Linked List Sort Benchmark

License

Everything in this benchmark suite authored by me (Joe Zbiciak, [email protected]) is licensed under the Creative Commons Attribution-ShareAlike 4.0 International license, aka. CC BY-SA 4.0.

Drew Eckhardt owns the copyright to his top-down iterative implementation. As per his comment, he has licensed his source under Creative Commons Attribution-ShareAlike 4.0 International, aka. CC BY-SA 4.0.

The Mersenne Twister 64-bit implementation carries its own license, which I believe is derived from the BSD 3-Clause license. But, I am not a lawyer, so don't take my word for it. Please consult the Mersenne Twister source. I do believe I have followed all of the conditions set forth in the Mersenne Twister source.

Background

This is a simple linked list sorting benchmark inspired by a question on Quora. In David Vandevoorde's answer, I posted a merge sort technique I came up with on the spot that merges sub-lists in a power-of-2 fashion bottom-up. Meanwhile, Jerry Coffin mentioned a traditional top-down recursive approach, and Drew Eckhardt posted code for a top-down iterative version with O(1) storage along with a link to his answer to a similar question. David's original answer mentions a number of very interesting approaches, including using QuickSort and InsertionSort, or making hybrids involving QuickSort or MergeSort, combined with InsertionSort for the leaves.

Drew wondered out loud:

I wonder how your greedy bottom up approach compares to a traditional implementation with constant space. It definitely has better memory locality.

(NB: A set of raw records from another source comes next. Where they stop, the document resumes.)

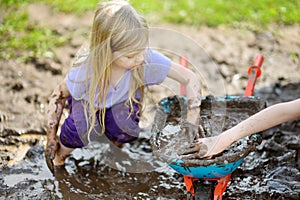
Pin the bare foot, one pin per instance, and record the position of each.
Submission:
(61, 155)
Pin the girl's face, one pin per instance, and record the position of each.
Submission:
(128, 61)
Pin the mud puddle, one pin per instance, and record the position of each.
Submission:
(102, 171)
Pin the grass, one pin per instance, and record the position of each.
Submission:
(18, 34)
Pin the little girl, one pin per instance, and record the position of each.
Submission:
(105, 87)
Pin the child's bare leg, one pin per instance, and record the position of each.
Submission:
(61, 155)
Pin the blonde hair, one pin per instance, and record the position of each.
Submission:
(116, 27)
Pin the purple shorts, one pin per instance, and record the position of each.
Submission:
(120, 125)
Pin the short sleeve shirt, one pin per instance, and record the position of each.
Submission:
(156, 69)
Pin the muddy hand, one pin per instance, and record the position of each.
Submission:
(193, 151)
(190, 130)
(51, 148)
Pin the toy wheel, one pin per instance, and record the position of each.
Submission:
(204, 190)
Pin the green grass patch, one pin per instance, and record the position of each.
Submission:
(18, 34)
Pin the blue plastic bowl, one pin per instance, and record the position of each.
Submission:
(211, 171)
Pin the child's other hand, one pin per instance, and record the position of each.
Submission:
(51, 149)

So, I decided to write a benchmark. My benchmark focused primarily on Drew's question, and not the larger design space David suggested.

C or C++?

I wrote this benchmark in C, rather than C++, just to make it abundantly clear exactly what was happening at each step of each algorithm. I'm quite confident C++ will perform just as well (or possibly better!) on these algorithms if written correctly.

In my original comment describing my bottom-up algorithm, I used a std::vector to store some state to make the code conceptually simpler in the comment I posted. In reality, I'd use a fixed-size array, as log2(n) is bounded on any practical system. A single call to the allocator, though, could be relatively expensive, and there's at least one lurking inside std::vector.

So, rather than worry about all that, I decided to take everything to the lowest common denominator and write it in C.

The Sort Algorithms

So far, I have only benchmarked 7 approaches, and I haven't even attempted InsertionSort, or applying InsertionSort to QuickSort or MergeSort to make a hybrid. I've really only implemented 4 basic approaches, and optimized variants of 3 of them. They are:

Short Name	Long Name	Description
`bui1_merge_sort`	Bottom-Up MergeSort, version 1.	This is the version I posted originally, with a bug fix.
`bui2_merge_sort`	Bottom-Up MergeSort, version 2.	The same algorithm as `bui1_merge_sort`, but with a minor tweak that puts sorted pairs onto the work stack rather than single nodes.
`tdr1_merge_sort`	Top-Down Recursive MergeSort, version 1.	This is the simplest top-down recursive merge sort. It does not take advantage of list length information.
`tdr2_merge_sort`	Top-Down Recursive MergeSort, version 2.	Similar to `tdr1_merge_sort`, except that it measures the list length up front, and uses that to optimize finding the midpoint.
`tdr3_merge_sort`	Top-Down Recursive MergeSort, version 3.	Similar to `tdr1_merge_sort`, except that it subdivides lists in an even-odd fashion.
`tdq1_quick_sort`	Top-Down Recursive QuickSort, version 1.	This is the only QuickSort implementation in the mix. This is a naive QuickSort that just pulls its pivot from the first element. My benchmark uses randomized data, so this actually is the best case for QuickSort in many ways.
`tdi1_merge_sort`	Top-Down Iterative MergeSort, version 1.	This is Drew Eckhardt's original code, with very minor tweaks to make it work in this framework.
`tdi2_merge_sort`	Top-Down Iterative MergeSort, version 2.	I modified Drew's code to merge the first sub-list with the second sub-list while extracting the second sub-list from the main list. This provides a nice locality-related boost when the sub-lists are long.

The List Types

I defined all of the sort functions in terms of a ListNode type that just holds the pointer to the next node. C guarantees you can cast back and forth between a pointer to a struct and a pointer to its first member. And, C also guarantees that all pointers to struct types have the same representation.

// Simple node "base."
typedef struct list_node {
  struct list_node *next;
} ListNode;

So, each of the sort functions work on any struct data type that has a ListNode as its first member. The sort functions accept a ListNodeCompareFxn* that returns true if the first argument is less than the second argument.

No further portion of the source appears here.